Question for the paper: f^hat(p)
Very impressive work! I have a question of how to compute the f^hat(p) in your paper.
According to my understand, f^hat(p) is the difference of the depth of point p and the depth of the ray (p is on this ray) with current training pose. However, this depth difference is not the definition of the SDF, also there is one case that this operation could not handle.
Suppose there are two Guassians, g1, g2. So the sdf of p should be the red line, right? For a pose, which is O, the f^hat(p) according to the paper, should be the green line.

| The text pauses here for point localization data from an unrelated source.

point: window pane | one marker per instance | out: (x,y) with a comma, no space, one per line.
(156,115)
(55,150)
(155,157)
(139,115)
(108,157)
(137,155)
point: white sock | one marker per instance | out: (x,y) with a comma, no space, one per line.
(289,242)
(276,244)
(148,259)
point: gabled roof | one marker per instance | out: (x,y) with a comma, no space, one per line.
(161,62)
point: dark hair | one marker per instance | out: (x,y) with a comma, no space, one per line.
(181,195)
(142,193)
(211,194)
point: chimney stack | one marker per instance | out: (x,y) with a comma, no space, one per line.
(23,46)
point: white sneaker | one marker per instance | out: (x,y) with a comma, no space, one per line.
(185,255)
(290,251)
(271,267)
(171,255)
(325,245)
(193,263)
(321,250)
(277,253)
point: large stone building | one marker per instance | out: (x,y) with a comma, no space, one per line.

Is there something that I am missing? Thanks for the great work, again.
Hello @SeanGuo063,
Thank you so much for your nice words!
You're right, in practice, $\hat{f}$ is just an estimator of the real SDF, so there may be cases where $\hat{f}$ is not accurate, such as the one you mentioned. However, in the case of Gaussian Splatting, depth maps are computed using Gaussian splats facing the camera (which is equivalent to saying the surface is made of small surface elements facing the camera), so using this estimator makes sense in the end. However, you should just see this SDF loss as a regularization tool that helps 3D Gaussian blobs not only align with the real surface, but also face cameras on average (which better regularizes the background than the simpler density loss we describe in the paper).
Please let me copy/paste part of my answer to a previous issue about a similar question:
Question: For Fig.5, why can we compute f(p) by computing the difference between the depth of p's projection and the true depth of p?

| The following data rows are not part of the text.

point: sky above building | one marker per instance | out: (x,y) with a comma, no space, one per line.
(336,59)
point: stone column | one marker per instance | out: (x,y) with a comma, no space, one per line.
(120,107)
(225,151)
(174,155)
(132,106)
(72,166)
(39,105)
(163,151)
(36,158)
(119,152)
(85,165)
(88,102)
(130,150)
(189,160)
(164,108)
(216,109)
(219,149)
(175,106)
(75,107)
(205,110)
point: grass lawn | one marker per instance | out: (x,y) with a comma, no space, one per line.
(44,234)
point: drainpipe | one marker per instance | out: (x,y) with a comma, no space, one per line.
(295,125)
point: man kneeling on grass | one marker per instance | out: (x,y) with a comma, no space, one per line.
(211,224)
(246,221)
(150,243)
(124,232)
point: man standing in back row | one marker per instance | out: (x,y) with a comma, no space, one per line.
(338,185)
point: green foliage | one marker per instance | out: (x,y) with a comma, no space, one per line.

The estimator $\hat{f}(p)$ is a rough approximation of what would be the real SDF associated with the current scene. But this approximation makes sense in the context of "splatted" depth maps. Let me explain.
For a camera $c$ during optimization, we compute a depth map using the Gaussian Splatting rasterizer. This depth map is not perfectly true, as Gaussians are converted to flat splats facing the camera during rasterization. But still, it is a good approximation: we suppose that the depth map describes well the surface of the scene, as seen by the current camera.
Let's consider a point $p$ sampled using the product of all Gaussian distributions (for gaussians inside the field of view of $c$); since most Gaussians are very small, this point $p$ is likely to be located near the real surface of the scene. Consequently, the SDF value of $p$, i.e. its distance to the surface, should be equal to the distance between $p$ and the surface observed in the depth map, i.e. the distance between $p$ and the surface point that is the closest to $p$; let's call this point $q$. To approximate this distance $|p-q|$, we choose as $q$ the 3D point that corresponds to the projection of $p$ in the depth map.
Why do we do that? Because the depth map is "splatted", the surface observed in the depth map is approximately composed of small surface elements facing the camera (in practice the Gaussian functions smooth things, but still). Therefore, the point $q$, which is the surface point that is the closest to $p$, is likely to be the point located on the same ray/line of sight than $p$, i.e. the points that has the same projection as $p$ in the depth map.
This last point is a little tricky, but still, you should just see all this as a regularization tool on the density that allows for involving depth regularization (as we compute $\hat{f}$ usind the depth). It also encourages the Gaussians not only to align with the surface, but also to face the camera poses on average, which is a useful prior for regularizing the background.
I hope this answers well your question!